There had been a significant explosion in the vicinity and it had produced a ball of inky smoke, which was now dissolving. The site was reachable, not distant, not more than three or four kilometers to the north. They were aimed east. Everything to the south and west was dead flat. To the north he could distinguish a succession of very modest ridges, three of them, bare along the crests, thick brush packing the intervals between them. There had to be a settlement or more likely a cattle post just beyond the horizon ridge. More smoke was rising, from several sources. The explosion had been unusual, manifesting more like a gigantic insuck of breath than like an outward push of air. He could make out a palm tree, just the top of it, in the smoky area, and as he studied it he thought he saw flames in the … not leaves and not spikes and not fangs, no, in the fronds, fronds, bright flame. The palm tree meant water. It would be a cattle post. He had to get over there, and now he was sorry he’d gotten rid of the mouth scabs, because now there were visible traces of blood where the scabs had been, no doubt making him look like a vampire just when he wanted to make a good impression. He knew what he needed, exactly what he needed, and didn’t have. He needed a styptic pencil. He doubted they were even manufactured anymore. The ridges he would have to cross were reddish, gravelly-looking, with some glinting element here and there, probably mica. He had to get over there. He climbed down from the cab roof.

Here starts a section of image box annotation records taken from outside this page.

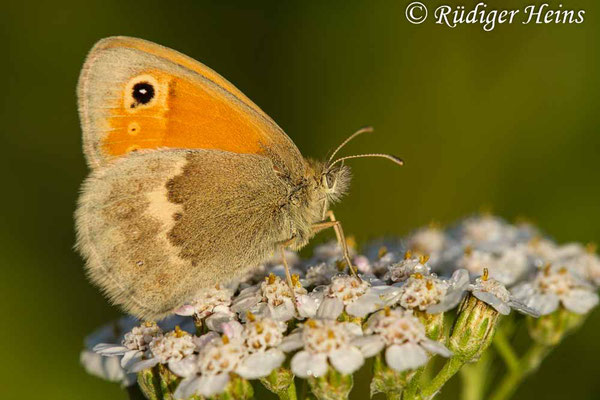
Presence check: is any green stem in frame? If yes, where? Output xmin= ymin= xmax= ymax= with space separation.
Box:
xmin=277 ymin=379 xmax=298 ymax=400
xmin=493 ymin=329 xmax=519 ymax=371
xmin=460 ymin=351 xmax=492 ymax=400
xmin=402 ymin=368 xmax=424 ymax=400
xmin=385 ymin=390 xmax=402 ymax=400
xmin=490 ymin=343 xmax=552 ymax=400
xmin=421 ymin=356 xmax=465 ymax=399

He readied himself to go alone cross-country. There would be a spur road into the post, a track at least, but he was hardly going to boldly drive up as big as life. He would have to go in subtly and alone, and that would mean leaving Keletso behind, with the vehicle, like it or not.

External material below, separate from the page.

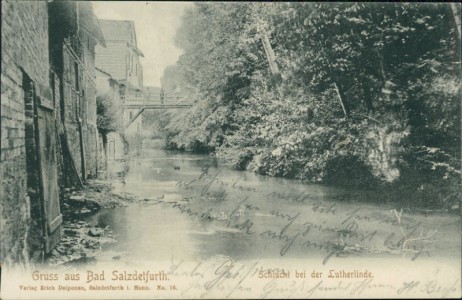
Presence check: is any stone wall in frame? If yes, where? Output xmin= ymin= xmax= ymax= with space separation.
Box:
xmin=0 ymin=1 xmax=49 ymax=266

He had on a longsleeved denim shirt, which he buttoned to the neck. There was no time to enjoy the amazing colors this landscape displayed, the mustard-yellow southern reaches, flat as a lake … one of Rex’s similes. He realized that he had two new central priorities in his activity here. One was to see that Keletso came to no harm. He had to get him out of this. And the other was to see that Strange News survived and got back into safe hands. He was going to do what he could for this what, concretion, of his brother, do it not because it was a great manifestation in itself. To his shame, he was relieved at how minor the sensibility gesturing in Strange News was. It was minor, but it was not nothing, and it was Rex and it was true that certain bits and pieces of Rex’s collation were sticking like burrs in his consciousness, some because they were striking but obscure, The Tree with Square Leaves , some for no particular reason, like The Bloom Too Ponderous for Its Stalk , some of Rex’s odd titles for unwritten works. Ray drove the cuffs of his jeans deep inside the tops of his boots. He applied sunblock lavishly to his face and neck. He put on a broad-brimmed canvas hunter’s hat and fastened the chin strap tightly against his jaw. Keletso handed him a pair of work gloves. Ray had to be wary of ticks and any other upward-leaping insects that might be lying in wait.
There were thousands of species of uncataloged insects in the Kalahari, he’d heard. What some of them might be capable of was a matter of conjecture. He got out his darkest sunglasses. Keletso sprayed insecticide from a canister over Ray’s pants legs. Then there was nothing to do but get going. He had already impressed on Keletso that Strange News was to be safekept, as Keletso had put it when they’d talked about it. Ray was ready. The drill for snakes he had down pretty well. It was time to go.